Robust Beamforming Optimization Design for RIS-Aided MIMO Systems With Practical Phase Shift Model and Imperfect CSI

Abstract

The ideal phase shift model and the acquisition of channel state information (CSI) are practically difficult to realize in reconfigurable intelligent surface (RIS) assisted communication systems. Therefore, these have greatly troubled the beamforming design of multiple-input multiple-output (MIMO) systems via RIS. This paper presents a robust beamforming design framework in the RIS-enhanced MIMO communication networks in the presence of considering practical phase shifts for the RIS and imperfect CSI of the cascade channels.
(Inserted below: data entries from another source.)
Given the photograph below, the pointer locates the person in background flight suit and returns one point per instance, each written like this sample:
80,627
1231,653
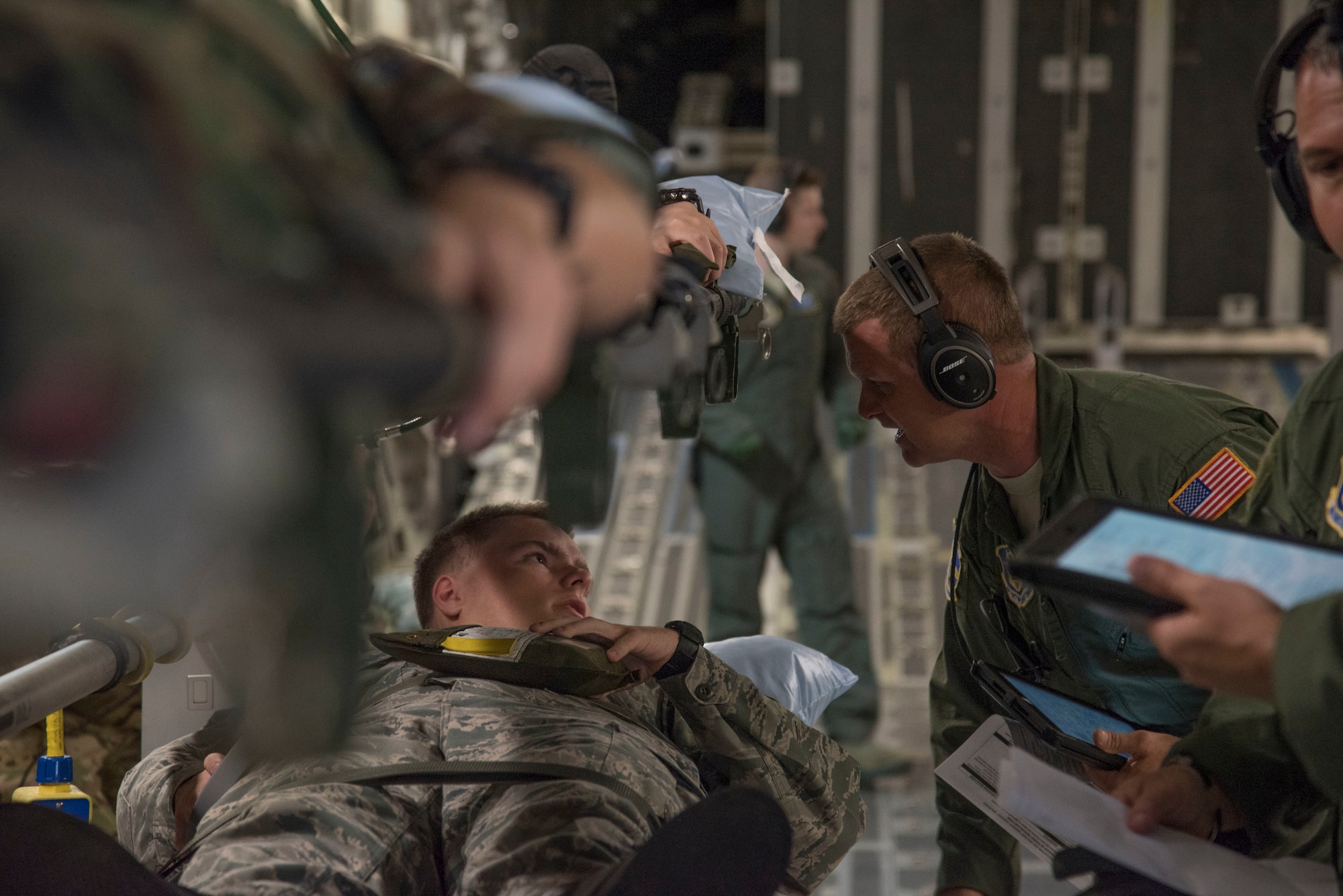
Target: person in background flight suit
1266,754
763,479
1047,438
More specifically, we propose an alternative optimization framework and adopt the distributed alternating direction method of multipliers (ADMM) method to solve the sum-rate maximization problem by combining the true environment model (TEM) and the mismatch environment model (MEM) with beamforming. In particular, the proposed scheme is also used for the MEM scenario. It shows that the sum rate of the ADMM scheme with MEM under low SNR is about 3 bps/Hz more than the BFP method, approximately 6 bps/Hz more than the APG method. Next, when the SNR is 5dB, the above three schemes are greater than SDR method. But, the above methods are smaller than SDR method in MEM. Then, the sum rate of the SDR method with the TEM is approximately 1.6 times of the MEM, while the CPU time of both is consistent with the computational complexity. Therefore, the differences between the two models affect the performance achieved by different methods. The proposed approach sheds a light to engineers working in wireless communication on enhancing the transmission robustness of existing wireless networks.